Yahel Castillo es un joven de 25 años, que no alcanza el 1.70 de altura, el promedio de los hombres de este país. Oriundo del Estado de México, Castillo es clavadista de alto rendimiento. Ha representado a México en dos Juegos Olímpicos y dos series mundiales de clavados consecutivas (2012 y 2013). Habiendo conseguido medalla de oro en los Juegos Centroamericanos de Mayagüez (2010) y en los Panamericanos de Guadalajara (2011). El reto de seguir creciendo ante el siguiente proceso olímpico estaba en pie.
Forma parte de una generación exitosa de clavadistas que incluye a Paola Espinosa y Laura Sánchez. También es heredero del gran Fernando Platas.

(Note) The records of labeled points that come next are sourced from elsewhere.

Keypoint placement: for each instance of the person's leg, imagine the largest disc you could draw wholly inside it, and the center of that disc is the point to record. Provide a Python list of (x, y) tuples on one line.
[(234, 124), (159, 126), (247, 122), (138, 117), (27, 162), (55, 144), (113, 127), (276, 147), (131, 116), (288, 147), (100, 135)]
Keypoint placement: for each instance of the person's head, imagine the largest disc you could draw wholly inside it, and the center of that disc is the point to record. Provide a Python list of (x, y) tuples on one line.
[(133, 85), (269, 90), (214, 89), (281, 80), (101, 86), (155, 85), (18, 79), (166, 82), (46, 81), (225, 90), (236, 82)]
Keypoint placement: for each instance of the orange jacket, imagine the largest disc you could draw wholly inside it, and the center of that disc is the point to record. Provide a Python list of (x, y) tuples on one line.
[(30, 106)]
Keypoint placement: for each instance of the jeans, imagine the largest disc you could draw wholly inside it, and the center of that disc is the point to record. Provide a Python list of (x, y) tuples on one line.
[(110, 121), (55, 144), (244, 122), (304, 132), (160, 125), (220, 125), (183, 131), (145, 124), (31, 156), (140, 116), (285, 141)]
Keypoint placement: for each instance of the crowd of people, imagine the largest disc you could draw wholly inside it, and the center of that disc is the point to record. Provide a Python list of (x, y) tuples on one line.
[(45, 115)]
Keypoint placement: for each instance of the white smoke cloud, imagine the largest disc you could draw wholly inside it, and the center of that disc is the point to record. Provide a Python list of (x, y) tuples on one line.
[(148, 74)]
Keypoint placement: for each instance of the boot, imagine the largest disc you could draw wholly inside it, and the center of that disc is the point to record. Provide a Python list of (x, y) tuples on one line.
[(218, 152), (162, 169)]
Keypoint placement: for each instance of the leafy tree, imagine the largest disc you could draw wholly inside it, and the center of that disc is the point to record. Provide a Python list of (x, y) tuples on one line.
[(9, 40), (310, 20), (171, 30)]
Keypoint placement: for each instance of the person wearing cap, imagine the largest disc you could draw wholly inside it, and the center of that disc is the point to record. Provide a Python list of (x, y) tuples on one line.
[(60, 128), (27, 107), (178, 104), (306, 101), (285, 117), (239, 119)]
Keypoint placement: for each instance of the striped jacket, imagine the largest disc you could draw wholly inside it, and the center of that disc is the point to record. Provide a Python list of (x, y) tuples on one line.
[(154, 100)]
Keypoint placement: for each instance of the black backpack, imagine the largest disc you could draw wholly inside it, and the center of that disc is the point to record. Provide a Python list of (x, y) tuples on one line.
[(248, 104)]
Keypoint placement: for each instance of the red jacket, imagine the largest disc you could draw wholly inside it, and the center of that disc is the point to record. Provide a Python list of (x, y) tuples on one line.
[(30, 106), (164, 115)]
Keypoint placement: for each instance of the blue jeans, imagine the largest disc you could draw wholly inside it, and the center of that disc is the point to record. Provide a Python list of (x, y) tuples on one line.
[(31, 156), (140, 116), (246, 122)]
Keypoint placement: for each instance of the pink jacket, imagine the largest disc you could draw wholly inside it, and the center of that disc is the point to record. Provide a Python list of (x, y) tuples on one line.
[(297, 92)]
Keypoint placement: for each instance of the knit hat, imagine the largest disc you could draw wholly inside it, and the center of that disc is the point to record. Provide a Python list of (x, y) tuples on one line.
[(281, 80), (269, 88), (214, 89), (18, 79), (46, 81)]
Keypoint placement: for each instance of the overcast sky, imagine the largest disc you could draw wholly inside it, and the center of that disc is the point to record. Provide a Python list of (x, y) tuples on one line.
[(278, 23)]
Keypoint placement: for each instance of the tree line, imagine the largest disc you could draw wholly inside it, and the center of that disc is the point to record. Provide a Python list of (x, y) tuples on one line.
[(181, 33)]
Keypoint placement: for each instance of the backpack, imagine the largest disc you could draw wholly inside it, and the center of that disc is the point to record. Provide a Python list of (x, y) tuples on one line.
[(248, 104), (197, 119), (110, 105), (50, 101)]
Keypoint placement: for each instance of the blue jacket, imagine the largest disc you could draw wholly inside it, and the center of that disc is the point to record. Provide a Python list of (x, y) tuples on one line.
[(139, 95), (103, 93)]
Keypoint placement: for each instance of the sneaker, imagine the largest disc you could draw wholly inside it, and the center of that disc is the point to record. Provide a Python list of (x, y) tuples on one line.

El 18 de mayo, saltando desde el trampolín de tres metros, Castillo dio un paso más en su carrera al ganar el oro en la Serie Mundial de Clavados, en el centro acuático de Guadalajara. Con un puntaje final de 490.20 superó a los chinos Shixin Li y Chao He. En un hecho que en los últimos tiempos ha sido muy poco común, la bandera mexicana ondeo por encima de la China. Yahel se coronó en casa.
La capacidad de Castillo desde el trampolín está probada. Fue su entereza mental la que sobresalió este sábado. El mexicano dominó la prueba con mucho temple controlando cada uno de sus movimientos para no caer en los errores milimétricos que en esta disciplina cuestan medallas. Ejecutó los clavado con nervios de acero. La afición jalisciense vibró con la actuación del clavadista que fue para el recuerdo.
El camino está servido para que el proceso evolutivo de Yahel siga en pie. Tras medallas doradas en centroamericanos, panamericanos y ahora en un mundial, los Juegos Olímpicos de Río de Janeiro 2016 son la siguiente parada que el mexiquense tendrá que afrontar para tener el proceso completo bañado en oro. Algo que lo pondría en la gloria olímpica de nuestro país. Este fin de semana, Castillo mostró que está más que listo.
Parte de una generación exitosa de clavadistas, que incluye a Paola Espinosa y Laura Sánchez. También es heredero del gran Fernando Platas.